Circulation. 1999 May 4;99(17):2255-60. doi: 10.1161/01.cir.99.17.2255.
Cardiac growth and function may be modulated in part by trophic effects of neurohormones. Specifically, aldosterone has been shown to stimulate the growth of cardiac myocytes and the accumulation of cardiac extracellular matrix proteins. Moreover, a variant of the aldosterone synthase gene (a cytosine/thymidine exchange at position -344 in the transcriptional regulatory region) has been associated with enlargement and disturbed filling of the left ventricle (LV) in a small sample of young white adults. The aim of the present study was to reinvestigate the implications of aldosterone synthase -344C/T allele status for serum aldosterone levels, blood pressure, and LV structure and function in large population-based samples.
Individuals who participated in the echocardiographic substudy of the third MONICA (MONitoring trends and determinants in CArdiovascular disease) survey (n=1445) or in the second follow-up of the first MONICA survey (n=562) were studied by standardized anthropometric, echocardiographic, and biochemical measurements as well as genotyping for aldosterone synthase -344C/T allele status. In both surveys, the distribution of sex, age, arterial blood pressure, and body mass index was homogeneous in the aldosterone synthase genotype groups. Echocardiographic LV wall thicknesses, dimensions, and mass indexes were not significantly associated with a specific aldosterone synthase genotype. Likewise, no association was detectable with echocardiographic measures of LV systolic or diastolic function. Data were consistent in both samples and not materially different in subgroups defined by age, sex, or intake of antihypertensive medication. Finally, no significant association was observed for aldosterone synthase allele status and serum aldosterone levels in the group of 562 individuals.

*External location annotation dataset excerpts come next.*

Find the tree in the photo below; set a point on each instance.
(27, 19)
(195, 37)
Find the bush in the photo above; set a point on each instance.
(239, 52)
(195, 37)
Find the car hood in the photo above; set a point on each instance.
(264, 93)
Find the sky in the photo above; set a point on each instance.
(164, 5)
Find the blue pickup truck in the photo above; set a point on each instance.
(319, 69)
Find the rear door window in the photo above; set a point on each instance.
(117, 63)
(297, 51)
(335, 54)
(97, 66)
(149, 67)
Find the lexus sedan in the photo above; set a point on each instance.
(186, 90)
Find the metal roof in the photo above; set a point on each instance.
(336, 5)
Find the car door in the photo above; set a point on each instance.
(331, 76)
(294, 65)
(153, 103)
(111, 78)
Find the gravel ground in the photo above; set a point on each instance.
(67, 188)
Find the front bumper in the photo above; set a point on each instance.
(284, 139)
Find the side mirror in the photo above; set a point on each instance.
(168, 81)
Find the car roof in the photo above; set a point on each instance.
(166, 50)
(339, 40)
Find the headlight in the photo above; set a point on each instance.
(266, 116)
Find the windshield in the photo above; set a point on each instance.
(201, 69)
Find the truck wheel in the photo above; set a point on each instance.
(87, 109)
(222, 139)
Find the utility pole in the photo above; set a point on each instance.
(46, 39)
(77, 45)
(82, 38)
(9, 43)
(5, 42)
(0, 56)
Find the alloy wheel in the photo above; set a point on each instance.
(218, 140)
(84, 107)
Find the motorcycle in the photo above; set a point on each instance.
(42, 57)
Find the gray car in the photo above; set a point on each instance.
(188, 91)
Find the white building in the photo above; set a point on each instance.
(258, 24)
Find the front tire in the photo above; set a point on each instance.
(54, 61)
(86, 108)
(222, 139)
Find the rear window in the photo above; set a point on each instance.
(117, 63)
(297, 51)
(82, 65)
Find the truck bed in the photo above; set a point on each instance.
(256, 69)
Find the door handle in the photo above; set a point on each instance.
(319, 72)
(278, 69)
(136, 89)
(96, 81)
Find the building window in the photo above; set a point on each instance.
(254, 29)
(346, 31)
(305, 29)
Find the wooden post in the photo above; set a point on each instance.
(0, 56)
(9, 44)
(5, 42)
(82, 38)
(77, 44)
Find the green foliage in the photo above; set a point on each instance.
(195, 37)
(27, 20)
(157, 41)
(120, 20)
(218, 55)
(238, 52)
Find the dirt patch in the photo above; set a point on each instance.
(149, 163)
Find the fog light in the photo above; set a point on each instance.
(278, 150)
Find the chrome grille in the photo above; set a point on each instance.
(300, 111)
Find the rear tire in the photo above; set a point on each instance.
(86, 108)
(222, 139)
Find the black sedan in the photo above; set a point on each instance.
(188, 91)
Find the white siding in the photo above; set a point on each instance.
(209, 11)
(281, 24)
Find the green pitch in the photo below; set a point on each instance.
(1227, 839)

The data are not in favor of a significant contribution of the C/T exchange at position -344 in the aldosterone synthase transcriptional regulatory region to the variability of serum aldosterone levels, blood pressure, or cardiac size or function as found in 2 white population-based samples.
心脏的生长和功能可能部分受神经激素的营养作用调节。具体而言,醛固酮已被证明可刺激心肌细胞生长和心脏细胞外基质蛋白的积聚。此外,在一小部分年轻白人成年人样本中,醛固酮合酶基因的一个变体(转录调控区第 -344 位胞嘧啶/胸腺嘧啶交换)与左心室(LV)扩大及充盈异常有关。本研究的目的是在基于人群的大样本中重新研究醛固酮合酶 -344C/T 等位基因状态对血清醛固酮水平、血压以及左心室结构和功能的影响。
参与第三次 MONICA(心血管疾病监测趋势和决定因素)调查超声心动图亚研究(n = 1445)或第一次 MONICA 调查第二次随访(n = 562)的个体,通过标准化人体测量、超声心动图和生化测量以及醛固酮合酶 -344C/T 等位基因状态基因分型进行研究。在两项调查中,醛固酮合酶基因型组中的性别、年龄、动脉血压和体重指数分布均一。超声心动图测量的左心室壁厚度、尺寸和质量指数与特定的醛固酮合酶基因型无显著关联。同样,与左心室收缩或舒张功能的超声心动图测量指标也未发现关联。两个样本的数据一致,在按年龄、性别或抗高血压药物摄入定义的亚组中也无实质性差异。最后,在 562 名个体的组中,未观察到醛固酮合酶等位基因状态与血清醛固酮水平之间存在显著关联。
在两个基于白人人群的样本中,数据不支持醛固酮合酶转录调控区第 -344 位的 C/T 交换对血清醛固酮水平、血压或心脏大小及功能变异性有显著贡献。